A medida é devido à alta de ocupação dos leito de UTI em São Paulo. Segundo o secretário de Saúde do Estado, José Henrique Germann, a ocupação dos leitos de UTI no Estado está em 69,3% nesta quinta-feira (30/04). Na capital, a situação piora: 89%.

Vamos começar a utilizar os leitos das cidades do interior para tradamento de pacientes da Grande São Paulo. A regulação será feito pelo Cross (central de vagas do Estado) ”

José Henrique Germann, secretário estadual de Saúde

O prefeito de Campinas, Jonas Donizette (PSB), disse que vai procurar o governo de São Paulo para que evite o encaminhamento de pacientes da capital para o AME Campinas. Ontem, tinham quatro pacientes internados na unidade exclusiva para atendimento de doentes da covid-19. No HC da Unicamp não tinha nenhum paciente da capital. “Não é falta de solidariedade, mas quero preservar os leitos para a cidade”, disse ele.

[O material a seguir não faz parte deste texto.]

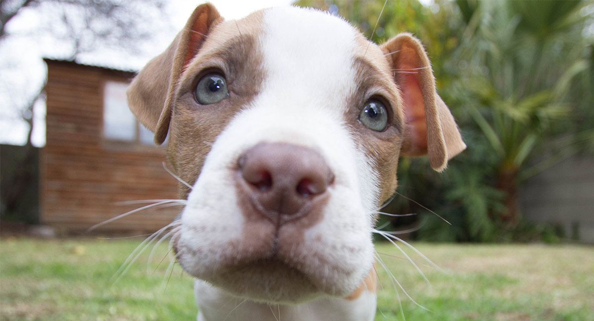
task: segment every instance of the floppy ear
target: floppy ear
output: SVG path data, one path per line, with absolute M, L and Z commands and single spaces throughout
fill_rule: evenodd
M 441 171 L 466 145 L 450 110 L 435 91 L 429 58 L 410 34 L 400 34 L 380 47 L 402 95 L 407 129 L 401 154 L 428 155 L 431 167 Z
M 173 94 L 182 72 L 213 27 L 222 21 L 213 5 L 199 5 L 173 42 L 148 62 L 128 87 L 128 105 L 140 123 L 154 133 L 155 143 L 162 144 L 167 137 Z

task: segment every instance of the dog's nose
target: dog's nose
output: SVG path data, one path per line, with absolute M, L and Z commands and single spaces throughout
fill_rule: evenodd
M 280 223 L 308 214 L 334 180 L 315 150 L 284 143 L 261 143 L 244 153 L 238 167 L 255 210 Z

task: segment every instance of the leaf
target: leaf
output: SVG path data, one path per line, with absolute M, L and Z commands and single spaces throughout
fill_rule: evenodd
M 516 165 L 516 168 L 519 168 L 522 163 L 524 163 L 524 161 L 526 160 L 526 158 L 528 157 L 528 155 L 530 155 L 530 152 L 534 148 L 538 139 L 538 136 L 535 133 L 532 133 L 527 136 L 522 140 L 516 153 L 516 157 L 513 159 L 513 163 Z
M 503 148 L 503 145 L 501 144 L 501 141 L 499 139 L 497 133 L 495 132 L 495 130 L 491 127 L 491 125 L 485 119 L 485 117 L 476 108 L 470 108 L 468 111 L 472 119 L 474 120 L 476 124 L 481 128 L 481 130 L 485 134 L 485 136 L 489 140 L 491 147 L 493 147 L 493 149 L 495 150 L 500 157 L 503 157 L 505 155 L 505 150 Z

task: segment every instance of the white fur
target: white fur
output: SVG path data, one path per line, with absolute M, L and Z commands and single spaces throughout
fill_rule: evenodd
M 182 215 L 179 261 L 191 274 L 208 278 L 217 272 L 221 260 L 236 255 L 228 244 L 242 240 L 245 219 L 232 192 L 242 153 L 262 142 L 304 146 L 323 156 L 335 181 L 328 188 L 323 219 L 305 231 L 295 255 L 304 260 L 302 272 L 324 283 L 320 286 L 327 294 L 347 294 L 372 268 L 371 230 L 379 197 L 377 174 L 344 119 L 346 98 L 356 85 L 356 31 L 343 20 L 314 10 L 274 8 L 264 17 L 263 89 L 220 133 L 206 158 Z M 199 320 L 246 319 L 241 316 L 274 320 L 280 312 L 283 320 L 361 321 L 375 314 L 375 296 L 369 292 L 353 301 L 326 296 L 298 306 L 269 307 L 242 303 L 244 298 L 203 281 L 195 288 L 203 312 Z

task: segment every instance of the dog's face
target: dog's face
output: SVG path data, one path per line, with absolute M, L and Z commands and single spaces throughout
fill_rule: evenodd
M 128 97 L 192 186 L 178 262 L 256 300 L 347 295 L 373 268 L 399 157 L 441 170 L 465 147 L 418 41 L 378 47 L 314 10 L 224 21 L 201 5 Z

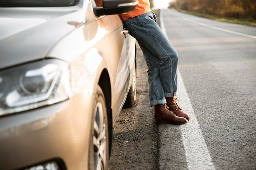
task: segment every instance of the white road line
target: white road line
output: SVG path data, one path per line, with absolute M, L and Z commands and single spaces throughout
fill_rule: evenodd
M 160 22 L 161 29 L 168 37 L 160 11 Z M 178 70 L 178 93 L 179 105 L 183 110 L 189 113 L 190 120 L 184 126 L 180 126 L 185 151 L 187 165 L 191 170 L 215 170 L 207 148 L 207 146 L 195 115 L 188 96 L 182 78 Z

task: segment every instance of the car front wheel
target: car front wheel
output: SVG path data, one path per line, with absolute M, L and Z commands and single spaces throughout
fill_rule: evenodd
M 107 109 L 104 94 L 99 86 L 97 91 L 90 138 L 89 169 L 106 170 L 109 159 Z

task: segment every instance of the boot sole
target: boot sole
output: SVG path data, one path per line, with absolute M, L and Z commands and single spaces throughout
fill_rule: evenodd
M 158 121 L 155 121 L 155 123 L 157 125 L 160 125 L 162 124 L 172 124 L 173 125 L 181 125 L 187 123 L 187 121 L 173 121 L 170 120 L 159 120 Z

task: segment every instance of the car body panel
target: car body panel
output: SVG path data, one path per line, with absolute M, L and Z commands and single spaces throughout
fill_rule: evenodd
M 57 59 L 69 63 L 71 88 L 65 101 L 0 116 L 0 169 L 56 159 L 67 170 L 88 169 L 92 104 L 104 71 L 111 85 L 112 97 L 106 98 L 111 100 L 113 123 L 121 112 L 132 82 L 136 40 L 124 34 L 118 15 L 96 17 L 90 2 L 50 9 L 18 8 L 14 13 L 15 9 L 0 8 L 0 25 L 8 24 L 0 26 L 0 71 Z M 9 27 L 12 29 L 7 30 Z

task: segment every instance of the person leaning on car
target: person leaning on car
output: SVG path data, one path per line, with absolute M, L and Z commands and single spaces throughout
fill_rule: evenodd
M 119 15 L 129 33 L 136 39 L 148 66 L 150 105 L 157 124 L 184 124 L 189 115 L 176 102 L 178 55 L 156 23 L 148 0 L 139 0 L 131 12 Z

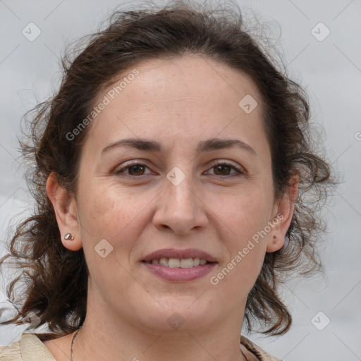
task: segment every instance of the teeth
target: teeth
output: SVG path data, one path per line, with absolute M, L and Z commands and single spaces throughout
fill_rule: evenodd
M 207 263 L 205 259 L 200 259 L 199 258 L 165 258 L 160 259 L 152 259 L 150 262 L 152 264 L 161 264 L 166 267 L 170 268 L 192 268 L 196 266 L 203 265 Z

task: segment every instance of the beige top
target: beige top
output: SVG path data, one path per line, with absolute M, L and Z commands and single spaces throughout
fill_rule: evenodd
M 271 356 L 257 345 L 240 336 L 240 342 L 260 361 L 281 361 Z M 56 361 L 50 351 L 33 334 L 23 334 L 20 339 L 9 346 L 0 347 L 0 361 Z

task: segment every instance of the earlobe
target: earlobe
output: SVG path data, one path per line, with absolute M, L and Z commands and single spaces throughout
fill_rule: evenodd
M 60 185 L 54 172 L 48 177 L 47 194 L 53 204 L 63 245 L 71 250 L 80 250 L 82 243 L 76 214 L 76 201 L 73 195 Z
M 271 234 L 267 241 L 266 252 L 278 251 L 288 242 L 286 233 L 293 217 L 298 194 L 299 178 L 298 175 L 291 178 L 290 185 L 287 188 L 283 195 L 275 205 L 275 212 L 277 212 L 277 214 L 282 214 L 282 216 L 279 217 L 279 222 L 272 229 Z M 280 218 L 281 219 L 280 219 Z

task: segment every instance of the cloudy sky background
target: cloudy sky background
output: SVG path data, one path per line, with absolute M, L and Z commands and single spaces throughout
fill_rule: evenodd
M 272 37 L 279 37 L 285 65 L 308 92 L 313 118 L 319 130 L 323 129 L 322 144 L 343 179 L 324 210 L 329 231 L 322 247 L 326 279 L 297 279 L 285 288 L 294 316 L 286 336 L 250 337 L 286 361 L 361 360 L 361 2 L 238 2 L 246 18 L 250 9 L 256 11 Z M 0 254 L 6 252 L 11 217 L 19 212 L 24 216 L 31 204 L 16 150 L 20 119 L 56 90 L 59 57 L 66 44 L 97 30 L 111 9 L 122 4 L 0 1 Z M 22 33 L 30 23 L 41 31 L 32 42 Z M 3 310 L 4 283 L 0 285 Z M 329 319 L 324 329 L 317 329 Z M 18 339 L 24 329 L 0 326 L 0 345 Z

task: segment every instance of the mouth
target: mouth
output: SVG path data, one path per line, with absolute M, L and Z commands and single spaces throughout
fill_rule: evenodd
M 207 261 L 204 258 L 154 258 L 150 261 L 142 261 L 149 264 L 159 264 L 159 266 L 169 268 L 188 269 L 204 266 L 204 264 L 216 263 Z

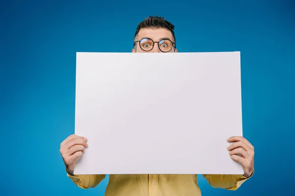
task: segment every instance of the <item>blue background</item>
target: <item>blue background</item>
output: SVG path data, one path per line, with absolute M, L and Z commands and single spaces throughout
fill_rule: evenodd
M 137 24 L 156 14 L 175 25 L 179 52 L 241 51 L 255 173 L 235 192 L 200 176 L 203 195 L 292 194 L 294 0 L 59 1 L 1 0 L 0 195 L 103 195 L 108 176 L 80 189 L 59 152 L 74 132 L 76 52 L 131 52 Z

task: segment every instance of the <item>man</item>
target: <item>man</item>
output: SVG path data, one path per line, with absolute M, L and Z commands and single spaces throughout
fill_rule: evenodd
M 174 29 L 174 25 L 164 18 L 149 17 L 138 24 L 132 52 L 177 52 Z M 88 147 L 87 142 L 86 138 L 72 135 L 61 143 L 60 150 L 68 176 L 84 189 L 96 187 L 105 177 L 104 174 L 73 174 L 75 161 Z M 235 190 L 253 174 L 254 151 L 243 137 L 232 137 L 228 142 L 235 142 L 224 150 L 241 165 L 244 174 L 203 176 L 213 187 Z M 105 196 L 199 196 L 201 191 L 197 180 L 197 174 L 110 175 Z

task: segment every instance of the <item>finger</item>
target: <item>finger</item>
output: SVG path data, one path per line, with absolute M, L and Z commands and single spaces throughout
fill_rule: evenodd
M 241 136 L 233 136 L 231 137 L 229 139 L 228 139 L 227 141 L 229 142 L 239 142 L 239 141 L 244 141 L 246 145 L 249 147 L 253 150 L 254 149 L 254 147 L 250 144 L 250 142 L 248 140 L 246 139 L 246 138 L 241 137 Z
M 82 151 L 77 151 L 75 152 L 73 155 L 71 155 L 70 158 L 73 159 L 74 161 L 77 160 L 78 158 L 81 156 L 83 154 L 83 152 Z
M 245 158 L 248 158 L 249 157 L 249 154 L 241 147 L 238 147 L 237 148 L 234 149 L 233 150 L 230 151 L 229 152 L 230 155 L 234 154 L 240 154 L 242 157 Z
M 74 139 L 83 139 L 83 138 L 85 138 L 85 140 L 86 140 L 86 142 L 87 141 L 87 139 L 86 139 L 86 138 L 83 138 L 83 137 L 79 136 L 77 135 L 74 135 L 74 134 L 71 135 L 69 137 L 66 138 L 65 139 L 65 140 L 64 140 L 61 143 L 61 144 L 60 144 L 60 146 L 65 145 L 66 143 L 67 143 L 68 142 L 69 142 L 69 141 L 70 141 L 71 140 L 72 140 Z
M 82 151 L 82 152 L 84 152 L 85 147 L 83 145 L 75 145 L 70 149 L 68 149 L 65 151 L 66 156 L 70 156 L 74 154 L 75 152 L 78 151 Z
M 85 147 L 88 147 L 88 145 L 84 140 L 81 139 L 74 139 L 66 143 L 63 146 L 63 148 L 66 149 L 70 149 L 74 146 L 77 145 L 83 145 Z
M 244 164 L 245 164 L 245 159 L 244 159 L 242 157 L 241 157 L 238 155 L 237 155 L 236 154 L 233 154 L 232 155 L 231 155 L 231 158 L 232 158 L 232 159 L 236 161 L 242 166 L 244 165 Z
M 231 151 L 238 147 L 242 147 L 245 150 L 248 151 L 251 150 L 251 148 L 245 144 L 243 141 L 240 141 L 234 143 L 228 147 L 229 151 Z

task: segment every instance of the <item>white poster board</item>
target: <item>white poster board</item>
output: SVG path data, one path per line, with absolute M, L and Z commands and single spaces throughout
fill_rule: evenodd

Em Campinas, dos 680 leitos de UTI (adultos, pediátricos e neonatais), distribuídos nas redes pública e privada do município, 434 estão ocupados (63,82% de ocupação).

Casos

São Paulo tem registra 2.375 mortes e tem 28.698 casos confirmados da covid-19.

‘Óbitos inflados’

Germann leu uma nota que disse que o governo lamenta a fala “enviesada e irresponsável” do presidente Jair Bolsonaro que disse que os números de mortes por covid-19 em São Paulo são inflados. Diz ainda que é justamente o isolamento que impediu o aumento da curva da doença no Estado. “A confirmação da morte ocorre apenas se o teste confirmar a contaminação por coronavírus”, diz o comunicado lido por Germann.

David Uip, coordenador do comitê de combate ao coranavírus, disse que não há falsificação de atestado de óbito provocado pela doença. “A mim me causa um constrangimento falar de mortes. Podem ter absoluta certeza que quando falamos de mortes, nos causa dor e não vamos inflar números de má notícia”, disse ele.